Verbal communication is one kind of communication available to us in the exchange of sex and intimacy. For many people, this is the hardest one of all. Sex coaching provides an excellent and safe arena to practice articulating and communicating the things we are not used to express.
4. Spirituality - Invisible Energy/Sexual Energy
Since the making of this site, the integration of this aspect has evolved into an easy-to-do, pleasurable practice, called 'the Libido Compass.'
The Libido Compass serves as an inner guide in pleasure and life. It uses sexual energy (to many known as Kundalini) in a simple, yet profound way; it is an adaptation for the Western lifestyle, with its fast pace and complex demands.

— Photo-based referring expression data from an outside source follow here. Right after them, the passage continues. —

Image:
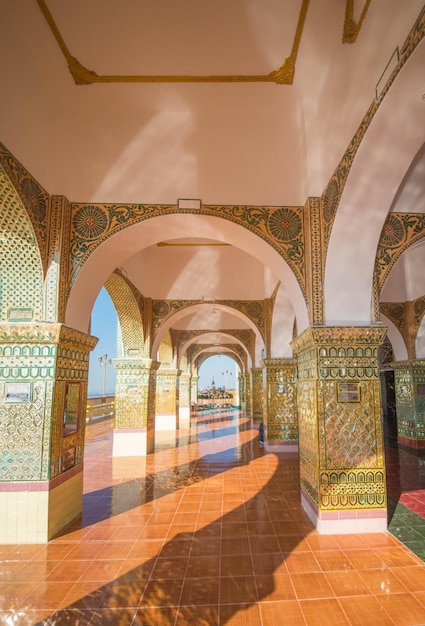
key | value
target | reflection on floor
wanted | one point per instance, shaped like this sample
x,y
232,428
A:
x,y
210,531
406,495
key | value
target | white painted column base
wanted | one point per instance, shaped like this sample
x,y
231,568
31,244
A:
x,y
129,442
165,422
281,446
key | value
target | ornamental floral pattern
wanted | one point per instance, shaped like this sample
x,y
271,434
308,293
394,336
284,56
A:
x,y
285,224
90,222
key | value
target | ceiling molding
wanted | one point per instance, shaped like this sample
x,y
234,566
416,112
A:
x,y
284,75
351,29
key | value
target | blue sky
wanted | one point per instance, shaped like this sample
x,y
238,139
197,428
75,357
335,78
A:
x,y
104,326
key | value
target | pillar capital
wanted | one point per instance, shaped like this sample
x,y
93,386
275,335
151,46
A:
x,y
340,428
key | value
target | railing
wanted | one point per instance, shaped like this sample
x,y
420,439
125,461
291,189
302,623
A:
x,y
100,408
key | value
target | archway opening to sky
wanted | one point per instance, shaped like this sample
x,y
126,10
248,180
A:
x,y
218,368
104,325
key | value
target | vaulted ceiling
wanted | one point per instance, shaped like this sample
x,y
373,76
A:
x,y
233,102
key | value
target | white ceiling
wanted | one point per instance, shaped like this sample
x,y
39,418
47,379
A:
x,y
223,142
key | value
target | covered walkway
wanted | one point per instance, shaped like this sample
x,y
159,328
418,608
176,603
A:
x,y
209,531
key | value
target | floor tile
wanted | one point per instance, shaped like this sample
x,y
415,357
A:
x,y
211,533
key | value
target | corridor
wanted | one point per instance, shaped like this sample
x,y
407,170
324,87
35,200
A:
x,y
207,531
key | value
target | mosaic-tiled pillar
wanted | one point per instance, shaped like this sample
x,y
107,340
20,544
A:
x,y
257,393
134,427
342,464
184,400
43,397
166,399
409,377
194,392
280,404
246,401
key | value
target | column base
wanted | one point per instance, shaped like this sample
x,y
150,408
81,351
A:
x,y
281,446
414,444
345,522
35,512
166,422
130,442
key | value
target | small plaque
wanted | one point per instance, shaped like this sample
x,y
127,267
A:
x,y
20,315
349,392
18,393
68,458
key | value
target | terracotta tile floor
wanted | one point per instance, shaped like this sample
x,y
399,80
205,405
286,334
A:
x,y
209,531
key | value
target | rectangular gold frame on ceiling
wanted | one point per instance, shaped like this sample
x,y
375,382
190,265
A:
x,y
284,75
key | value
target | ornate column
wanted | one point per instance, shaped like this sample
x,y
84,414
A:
x,y
257,393
43,397
246,393
194,392
279,404
166,399
134,427
409,377
184,400
342,464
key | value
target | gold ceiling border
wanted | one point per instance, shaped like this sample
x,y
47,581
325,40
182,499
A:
x,y
284,75
351,29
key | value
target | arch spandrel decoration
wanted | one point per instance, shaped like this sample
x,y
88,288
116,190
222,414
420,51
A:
x,y
21,268
400,231
281,227
125,300
333,192
34,198
407,317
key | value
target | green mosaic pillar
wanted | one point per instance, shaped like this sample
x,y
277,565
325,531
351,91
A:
x,y
184,400
134,427
166,399
280,404
43,397
194,392
257,393
409,377
246,402
342,465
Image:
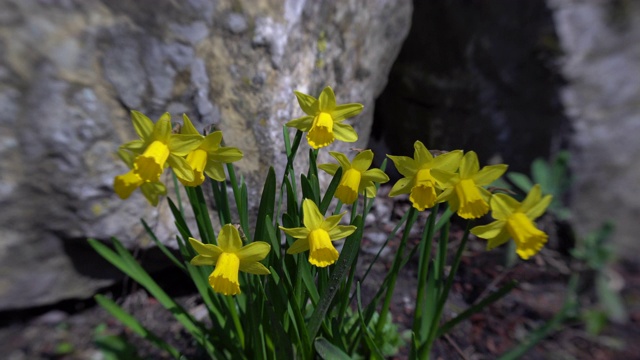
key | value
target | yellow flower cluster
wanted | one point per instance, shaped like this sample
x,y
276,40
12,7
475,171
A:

I'm presenting the Libido Compass is in my book Full Spectrum Sex,
Map 1: the Libido Compass.
Please visit Xtasia's twin website www.libidocompass.com (soon to be installed) for an introduction to this revolutionary tool that brings sex, science and spirit together in one word and one sensation: Libido.
Being
present in the moment
‘Being
present’ is one of the core practices of sex, of meeting the
Lover, within and without. Whether it makes us look down
and dirty or high and ecstatic - all parts of us belong.
Within the framework of coaching it means that often, rather
than following a pre-scheduled plan, I invite us both to
show ourselves as we are then and there.